李宏毅机器学习2020春季作业二hw2（2）

文章目录

- 二、Porbabilistic generative model

这里我想说一下自己对于logistic regression（逻辑回归）、Porbabilistic generative model（概率生成模型）的理解。首先在视频里李宏毅老师讲到logistic regression是一种Discriminative model（判别式模型），而与之对应的是Generative model（生成式模型），说白了其实就是这两大类模型的区别。

$\color{green}Generative$ 在进行估计时首先需要根据数据的分布做一个假设，假设他属于什么样的概率分布（比如，二维正态分布、二项分布等等），然后根据切贝谢夫为基础，计算x来自class1的概率（得到一个公式），通过找到公式中未知的变量，即可计算出相应的 $\color{red}w,b$ 。这里推荐看老师的视频来做回顾https://www.bilibili.com/video/BV1JE411g7XF?p=11

$\color{blue}Discriminative$ 则是开始的时候不对数据的分布进行估计，我们知道最后会得到 $\color{red}z=w^T + b$ ，然后根据σ(z)求出loss，通过梯度下降使loss最小化，进而求出最优的 $\color{red}w^*,b^*$ 。
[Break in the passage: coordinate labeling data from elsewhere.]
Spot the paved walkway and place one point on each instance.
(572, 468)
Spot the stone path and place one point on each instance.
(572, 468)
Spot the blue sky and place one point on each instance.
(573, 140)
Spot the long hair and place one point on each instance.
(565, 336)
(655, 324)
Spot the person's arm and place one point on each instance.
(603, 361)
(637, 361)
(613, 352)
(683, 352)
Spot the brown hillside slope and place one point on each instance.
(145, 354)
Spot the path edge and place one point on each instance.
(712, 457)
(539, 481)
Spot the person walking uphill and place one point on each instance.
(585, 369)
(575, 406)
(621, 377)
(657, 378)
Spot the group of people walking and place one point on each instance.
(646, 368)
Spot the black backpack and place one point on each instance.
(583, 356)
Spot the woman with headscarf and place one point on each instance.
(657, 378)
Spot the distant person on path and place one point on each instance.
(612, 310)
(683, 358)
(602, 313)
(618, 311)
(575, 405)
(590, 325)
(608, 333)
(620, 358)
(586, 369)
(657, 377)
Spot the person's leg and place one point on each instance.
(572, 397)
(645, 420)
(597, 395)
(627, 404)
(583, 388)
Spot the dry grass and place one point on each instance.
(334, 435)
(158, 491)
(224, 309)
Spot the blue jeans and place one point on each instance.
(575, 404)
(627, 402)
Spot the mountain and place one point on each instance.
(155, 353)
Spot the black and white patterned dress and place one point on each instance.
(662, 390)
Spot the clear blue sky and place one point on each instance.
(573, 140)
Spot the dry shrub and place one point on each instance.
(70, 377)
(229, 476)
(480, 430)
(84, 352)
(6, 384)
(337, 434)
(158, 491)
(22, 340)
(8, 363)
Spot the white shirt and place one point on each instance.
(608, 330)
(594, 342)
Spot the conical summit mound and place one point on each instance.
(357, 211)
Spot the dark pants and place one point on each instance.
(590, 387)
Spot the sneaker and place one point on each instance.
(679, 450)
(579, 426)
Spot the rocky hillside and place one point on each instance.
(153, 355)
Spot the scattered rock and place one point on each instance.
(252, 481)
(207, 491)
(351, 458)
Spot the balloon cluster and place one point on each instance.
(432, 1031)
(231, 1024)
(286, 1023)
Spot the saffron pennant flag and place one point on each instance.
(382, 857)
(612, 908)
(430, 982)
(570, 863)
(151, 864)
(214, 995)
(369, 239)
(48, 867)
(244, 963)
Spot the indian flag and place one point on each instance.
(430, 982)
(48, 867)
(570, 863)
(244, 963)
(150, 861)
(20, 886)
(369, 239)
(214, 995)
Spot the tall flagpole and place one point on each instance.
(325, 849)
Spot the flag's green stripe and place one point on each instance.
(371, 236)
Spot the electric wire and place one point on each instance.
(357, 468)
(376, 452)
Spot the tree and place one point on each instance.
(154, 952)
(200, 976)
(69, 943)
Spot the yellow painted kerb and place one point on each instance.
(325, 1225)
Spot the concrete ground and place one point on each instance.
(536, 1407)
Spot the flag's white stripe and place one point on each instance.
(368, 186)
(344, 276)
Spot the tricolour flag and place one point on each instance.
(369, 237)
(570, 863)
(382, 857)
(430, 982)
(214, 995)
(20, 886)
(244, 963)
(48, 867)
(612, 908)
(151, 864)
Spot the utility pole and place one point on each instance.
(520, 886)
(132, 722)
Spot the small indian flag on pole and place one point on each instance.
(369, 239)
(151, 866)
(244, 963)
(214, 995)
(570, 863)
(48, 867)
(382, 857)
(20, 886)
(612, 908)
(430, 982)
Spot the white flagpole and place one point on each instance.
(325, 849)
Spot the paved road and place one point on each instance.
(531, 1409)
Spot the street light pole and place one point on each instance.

那么一开始的 $\color{red}w,b$ 是随机的，通过loss function才使得他越来越接近 $\color{red}w^*,b^*$ 。

这不难看出两者的优劣之处：
通常情况下 $\color{blue}Discriminative$ 会比 $\color{green}Generative$ 有更好的准确率，因为 $\color{blue}Discriminative$ 是根据真实的数据进行梯度下降进而找到的 $\color{red}w^*,b^*$ ，这种情况更接近于真实的数据，也就是更容易泛化；而 $\color{green}Generative$ 一开始进行了假设，抛开别的不说，首先进行的假设分布就有可能是错的。其次他是根据概率公式进行的计算，而概率公式都是在数据接近于无穷大时（取到总体时）推导出来的，这不一定适用于我们取的样本，因为单单一小部分的样本不可能代表总体。

但是 $\color{green}Generative$ 也并非在任何情况下都比 $\color{blue}Discriminative$ 表现差。例如：
（1）由于 $\color{blue}Discriminative$ 只看数据进行梯度下降，所以其效果受数据量的影响很大。当数据量很少的时候， $\color{green}Generative$ 会忽视data，按照自己认定的分布估计 $\color{red}w^*,b^*$ ，如果此时他对数据的分布估计准确的话，当然结果则比 $\color{blue}Discriminative$ 会更好
（2）当data中存在noise时， $\color{green}Generative$ 会忽视noise，得到更准确的答案。
（3）在语音辨识中，求取某句话被说出来的概率完全可以用公式求取，而不需要对其进行 $\color{blue}Discriminative$ 的参数估计，所以 $\color{green}Generative$ 在某些时候会更加适用

二、Porbabilistic generative model

1、Preparing Data

训练集和测试集的处理方法和 logistic regression 一样，然而因为 generative model 有可解析的最佳解（利用公式直接算的），因此不必使用到 development set。这里以防忘记重新写了正则化的函数，具体详见上篇博客

import numpy as np

np.random.seed(0)
X_train_fpath = './data/X_train'
Y_train_fpath = './data/Y_train'
X_test_fpath = './data/X_test'
output_fpath = './output_{}.csv'#接受结果

with open(X_train_fpath) as f:
    next(f)
    X_train = np.array([line.strip('\n').split(',')[1:] for line in f], dtype=float)

with open(Y_train_fpath) as f:
    next(f)
    Y_train = np.array([line.strip('\n').split(',')[1] for line in f], dtype=float )

with open(X_test_fpath) as f:
    next(f)
    X_test = np.array([line.strip('\n').split(',')[1:] for line in f], dtype=float)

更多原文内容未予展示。